Chemistry - Nuclear Energy


  • Nuclear reactions release tremendous amount of energy (known as nuclear energy), which are being used to produce electricity in a nuclear power plant.

Nuclear Reaction
  • The nuclear energy normally produced by nuclear fission, nuclear fusion, and nuclear decay.

  • In 1938, German chemists Otto Hahn, Fritz Strassmann, and the Austrian physicist Lise Meitner conducted the experiments in which the products of neutron-bombarded uranium. As result of this experiment, the relatively tiny neutron split the nucleus of the massive uranium atoms into two roughly equal pieces and released massive energy.

  • The nuclear experiments of Otto Hahn and his colleagues are popular as nuclear fission.

Nuclear Fission

  • The process of nuclear fission produces free neutrons and gamma photons, while doing this also releases a very large amount of energy.

  • Nuclear fission is an exothermic reaction, which can release large amounts of energy in the forms of electromagnetic radiation as well as kinetic energy.

  • Nuclear fission, sometimes, can occur naturally (i.e. without neutron bombardment) as a type of radioactive decay.

Types of Nuclear Fission

  • Following are the major types of Nuclear Fission −

    • Chain Reaction and

    • Fission Reaction

Let’s discuss them in brief −

Chain Reaction

  • When one single nuclear reaction causes one or more subsequent nuclear reactions, it is known as chain reaction.

  • Such chain reaction increases the possibility of a self-propagating series of nuclear reactions.

  • The nuclear chain reactions release million times more energy per reaction than any other chemical reaction; therefore, it is also known as explosive or uncontrolled chain reaction.

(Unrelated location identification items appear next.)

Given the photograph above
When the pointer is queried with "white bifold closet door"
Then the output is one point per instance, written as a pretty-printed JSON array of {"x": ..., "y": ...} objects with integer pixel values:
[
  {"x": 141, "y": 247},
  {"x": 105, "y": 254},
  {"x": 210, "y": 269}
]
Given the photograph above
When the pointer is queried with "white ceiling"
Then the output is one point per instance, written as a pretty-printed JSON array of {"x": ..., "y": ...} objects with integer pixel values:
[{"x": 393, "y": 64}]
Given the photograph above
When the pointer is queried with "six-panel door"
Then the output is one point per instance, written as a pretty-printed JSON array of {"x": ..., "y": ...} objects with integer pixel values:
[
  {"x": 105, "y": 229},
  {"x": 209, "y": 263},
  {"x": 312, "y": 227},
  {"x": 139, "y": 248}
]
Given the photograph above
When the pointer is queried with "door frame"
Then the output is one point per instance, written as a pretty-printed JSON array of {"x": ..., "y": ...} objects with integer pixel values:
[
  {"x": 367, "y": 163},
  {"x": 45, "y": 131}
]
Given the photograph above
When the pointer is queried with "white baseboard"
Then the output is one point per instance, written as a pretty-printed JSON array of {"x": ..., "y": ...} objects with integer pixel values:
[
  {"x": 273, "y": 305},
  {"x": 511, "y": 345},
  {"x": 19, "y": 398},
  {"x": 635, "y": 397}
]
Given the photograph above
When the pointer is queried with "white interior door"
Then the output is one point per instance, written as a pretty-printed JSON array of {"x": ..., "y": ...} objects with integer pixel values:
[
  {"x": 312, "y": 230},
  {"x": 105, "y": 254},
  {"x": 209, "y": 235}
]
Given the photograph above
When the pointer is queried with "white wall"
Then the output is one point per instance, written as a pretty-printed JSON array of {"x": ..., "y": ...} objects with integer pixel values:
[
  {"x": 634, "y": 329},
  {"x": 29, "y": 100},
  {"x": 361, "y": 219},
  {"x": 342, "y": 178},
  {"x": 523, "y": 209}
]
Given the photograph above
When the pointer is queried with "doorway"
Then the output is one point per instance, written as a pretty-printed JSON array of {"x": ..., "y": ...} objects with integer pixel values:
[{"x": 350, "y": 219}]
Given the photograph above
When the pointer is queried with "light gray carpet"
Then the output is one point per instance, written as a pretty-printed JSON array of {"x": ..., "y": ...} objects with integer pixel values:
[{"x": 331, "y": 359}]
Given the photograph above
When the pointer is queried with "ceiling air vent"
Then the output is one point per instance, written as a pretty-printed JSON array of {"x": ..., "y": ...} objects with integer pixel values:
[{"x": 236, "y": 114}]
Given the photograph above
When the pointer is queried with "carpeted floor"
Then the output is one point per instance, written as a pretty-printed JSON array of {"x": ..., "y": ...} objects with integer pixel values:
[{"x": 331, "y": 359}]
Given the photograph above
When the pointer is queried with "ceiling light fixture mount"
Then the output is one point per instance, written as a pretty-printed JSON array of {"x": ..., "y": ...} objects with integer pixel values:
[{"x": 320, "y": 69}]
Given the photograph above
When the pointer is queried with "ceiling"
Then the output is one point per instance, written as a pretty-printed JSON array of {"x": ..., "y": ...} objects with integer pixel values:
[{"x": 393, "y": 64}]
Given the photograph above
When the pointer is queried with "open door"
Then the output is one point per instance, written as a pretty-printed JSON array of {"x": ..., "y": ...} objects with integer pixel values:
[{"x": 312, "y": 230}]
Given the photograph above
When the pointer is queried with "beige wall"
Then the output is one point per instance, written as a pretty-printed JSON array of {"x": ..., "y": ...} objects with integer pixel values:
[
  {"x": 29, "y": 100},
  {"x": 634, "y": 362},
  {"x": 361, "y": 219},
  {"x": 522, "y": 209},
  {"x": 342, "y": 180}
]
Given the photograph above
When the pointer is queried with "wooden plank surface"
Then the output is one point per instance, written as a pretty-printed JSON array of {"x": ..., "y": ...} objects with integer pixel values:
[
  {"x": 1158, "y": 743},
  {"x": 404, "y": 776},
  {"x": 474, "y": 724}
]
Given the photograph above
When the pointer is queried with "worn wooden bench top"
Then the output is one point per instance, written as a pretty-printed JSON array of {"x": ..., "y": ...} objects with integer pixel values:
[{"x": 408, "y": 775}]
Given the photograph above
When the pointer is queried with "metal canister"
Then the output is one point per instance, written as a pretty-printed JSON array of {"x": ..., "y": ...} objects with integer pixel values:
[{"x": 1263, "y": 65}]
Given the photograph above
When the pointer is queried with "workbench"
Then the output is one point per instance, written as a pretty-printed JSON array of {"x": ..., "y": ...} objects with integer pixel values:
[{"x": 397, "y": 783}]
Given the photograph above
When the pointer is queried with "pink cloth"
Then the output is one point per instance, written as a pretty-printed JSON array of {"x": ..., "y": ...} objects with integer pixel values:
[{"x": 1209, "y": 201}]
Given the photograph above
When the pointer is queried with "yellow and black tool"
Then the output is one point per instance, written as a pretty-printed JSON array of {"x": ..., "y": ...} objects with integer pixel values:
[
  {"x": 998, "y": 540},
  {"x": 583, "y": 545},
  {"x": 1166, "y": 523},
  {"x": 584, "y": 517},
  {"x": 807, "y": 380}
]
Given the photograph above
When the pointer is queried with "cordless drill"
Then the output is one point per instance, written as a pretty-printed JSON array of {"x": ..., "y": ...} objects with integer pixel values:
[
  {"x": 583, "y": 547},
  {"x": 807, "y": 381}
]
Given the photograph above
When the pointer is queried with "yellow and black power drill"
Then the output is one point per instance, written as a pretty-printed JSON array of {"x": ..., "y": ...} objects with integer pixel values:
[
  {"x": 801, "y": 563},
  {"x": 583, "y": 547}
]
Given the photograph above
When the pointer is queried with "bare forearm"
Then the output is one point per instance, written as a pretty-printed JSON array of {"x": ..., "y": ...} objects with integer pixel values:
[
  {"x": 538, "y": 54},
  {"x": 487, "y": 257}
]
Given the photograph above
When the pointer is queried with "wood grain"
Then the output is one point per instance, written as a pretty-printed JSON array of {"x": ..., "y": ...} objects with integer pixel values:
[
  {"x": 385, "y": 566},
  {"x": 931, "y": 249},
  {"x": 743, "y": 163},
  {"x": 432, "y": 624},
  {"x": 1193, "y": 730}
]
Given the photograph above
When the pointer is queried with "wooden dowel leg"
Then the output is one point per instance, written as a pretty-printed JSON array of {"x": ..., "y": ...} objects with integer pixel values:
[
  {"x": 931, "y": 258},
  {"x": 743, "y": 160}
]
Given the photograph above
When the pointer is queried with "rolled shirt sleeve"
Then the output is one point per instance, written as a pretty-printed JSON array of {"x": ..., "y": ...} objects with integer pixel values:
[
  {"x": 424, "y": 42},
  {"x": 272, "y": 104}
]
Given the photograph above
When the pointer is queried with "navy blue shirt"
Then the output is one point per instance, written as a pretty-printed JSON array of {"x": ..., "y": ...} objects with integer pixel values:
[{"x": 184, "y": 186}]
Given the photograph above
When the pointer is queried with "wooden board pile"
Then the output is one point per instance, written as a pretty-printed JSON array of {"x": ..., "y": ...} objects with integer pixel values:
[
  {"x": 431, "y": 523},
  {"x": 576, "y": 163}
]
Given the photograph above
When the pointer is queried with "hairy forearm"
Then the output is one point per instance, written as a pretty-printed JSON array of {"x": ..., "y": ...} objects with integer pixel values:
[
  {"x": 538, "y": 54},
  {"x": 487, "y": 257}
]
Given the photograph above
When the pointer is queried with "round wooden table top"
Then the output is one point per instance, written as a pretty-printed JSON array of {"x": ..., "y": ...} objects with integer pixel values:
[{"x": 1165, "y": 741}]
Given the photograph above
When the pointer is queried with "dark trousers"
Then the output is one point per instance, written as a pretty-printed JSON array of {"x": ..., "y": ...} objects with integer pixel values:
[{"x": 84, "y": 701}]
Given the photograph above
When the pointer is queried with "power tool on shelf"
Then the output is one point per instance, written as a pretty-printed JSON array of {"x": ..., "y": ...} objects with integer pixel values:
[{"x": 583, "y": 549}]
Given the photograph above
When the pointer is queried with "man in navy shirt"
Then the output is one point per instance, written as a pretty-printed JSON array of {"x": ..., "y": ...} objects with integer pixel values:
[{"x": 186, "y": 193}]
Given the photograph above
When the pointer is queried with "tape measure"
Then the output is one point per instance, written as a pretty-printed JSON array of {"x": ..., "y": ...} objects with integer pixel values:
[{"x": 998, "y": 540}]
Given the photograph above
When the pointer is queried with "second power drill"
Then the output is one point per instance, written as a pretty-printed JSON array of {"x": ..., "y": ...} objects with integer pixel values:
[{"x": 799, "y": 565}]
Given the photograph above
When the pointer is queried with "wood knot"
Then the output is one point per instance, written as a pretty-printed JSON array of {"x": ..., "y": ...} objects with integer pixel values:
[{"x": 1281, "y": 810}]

  • When a heavy atom experiences nuclear fission, it normally breaks into two or more fission fragments. During the process, several free neutrons, gamma rays, and neutrinos are emitted, and ultimately a large amount of energy is released.

  • Following are the two examples of chain reaction −

    • 235U + → neutron Fission fragments + 2.4 neutrons + 192.9 MeV

    • 235Pu + → neutron Fission fragments + 2.9 neutrons + 198.9 MeV

  • In atom bomb, chain reaction technology is used, as it required consistent source of energy.

Fission Reactions

  • The fission reaction in which neutrons (produced by fission of fuel atoms) are used to induce yet more fission for the release of sustainable energy, is known as fission reactions.

  • Such reactions are slow and controllable; therefore, also known as controlled chain reaction.

  • The power (electricity) producing nuclear reactor is an ideal example of controlled chain reaction.

  • Based on the properties and type of usages, fission/controlled chain reaction is classified as −

    • Power reactors

    • Research reactors

    • Breeder reactors

  • These power reactors generally convert the kinetic energy of fission products into heat; further, the heat is used to heat a working fluid that drives a heat engine, which ultimately generates mechanical or electrical power.

Basic components of Nuclear Reactor

  • Following are the essential components of a nuclear reactor −

    • Nuclear fuels − Such as Uranium (233U, 235U), thorium (Th232), plutonium (Pu239).

    • Moderators − Used to control the emitted neutrons. E.g. heavy water, beryllium, graphite, etc.

    • Coolant − It is used to cool the reactor. E.g. water, steam, helium, CO2, air, molten metals, etc.

    • Control rods − It is used to run and stop the fission reaction. E.g. cadmium or boron rods are used for such purpose.

Nuclear Fusion

  • The process by which two light nuclei are fused to form a heavy nucleus is known as nuclear fusion; during this process, a tremendous amount of energy is being released known as nuclear energy.

  • The best example of nuclear fusion is – hydrogen bomb.

  • A hydrogen bomb is about 1,000 times more powerful than an atom bomb.